The production company was Vintage Productions, in partnership with Universal-International Pictures. The film was Universal's biggest budgeted production at the time with a budget of $3 to $3.5 million.

Casey Robinson wanted to work with director Henry King, who had been under contract at Fox since the 1930s. It was the first film King made outside the studio since he signed with Fox. King called it "rather a pleasant assignment, one of the nicest I have ever had... We started with the picture and had it cut, edited, and ready to show at a press showing in less than six months from the time we started. It just worked out beautifully."

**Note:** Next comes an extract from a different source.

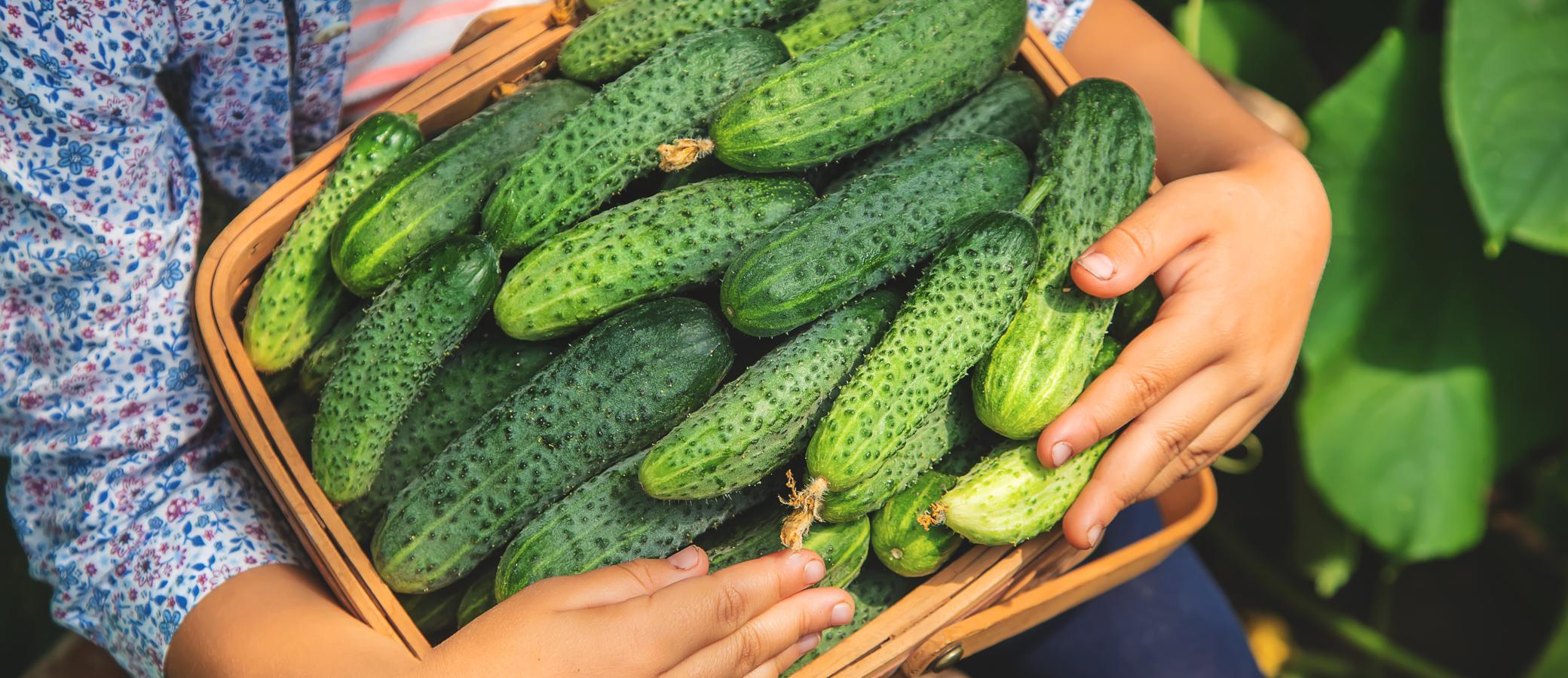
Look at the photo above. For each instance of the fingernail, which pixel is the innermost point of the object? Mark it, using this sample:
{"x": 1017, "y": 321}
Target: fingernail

Production dates for the film were September 2, 1958 through early November, 1958. The production was filmed in Technicolor, with monoaural sound. Napa Valley locations used for filming were:
- Beaulieu Vineyard
- Beringer Vineyards
- Cella Vineyards
- Charles Krug Vineyards
- Christian Brothers Vineyards
- Draper Vineyard, now called La Perla and part of Spring Mountain Vineyard
- Inglenook Winery
- Italian Swiss Colony Vineyards
- Louis M. Martini Vineyards
- Mayacamas Vineyards
- Paul Masson Mountain Winery
- Schramsberg Vineyards
- Sebastiani Vineyards
- Stags' Leap Winery (name actually mentioned as part of the plot)
- Sucram Ranch
Local residents of the Napa Valley were used as extras in some scenes, and the stars were taught proper vineyard procedures by locals — a difficulty for left-handed Rock Hudson, for whom a left-handed teacher had to be found to demonstrate the proper way to attach a bud from one plant to the root of another, a scene important to the plot at the end of the film.

The New York opening of the film was June 26, 1959; the Los Angeles opening was July 8, 1959.

==Critical reception==
The film received mostly negative reviews from film critics. Variety wrote on January 1, 1959, "This film is almost completely lacking in dramatic cohesion. It is verbose and contradictory, and its complex plot relationships from Alice Tisdale Hobart's novel, "The Cup and the Sword" begin with confusion and end in tedium." The New York Times wrote on June 27, 1959. "In describing the intramural trials and tribulations besetting a wealthy clan of California vineyard owners, under the title "This Earth Is Mine," Universal-International has come up with an ambitious family saga as handsome as it is hollow. ... It opened yesterday at the Roxy, where the grapes stole the show."
However, the winemaking community appears to have enjoyed it:
- The film gives simple-to-understand descriptions of both the winemaking process and how to taste and appreciate wine. It’s bad melodrama, but it’s first class Napa Valley history.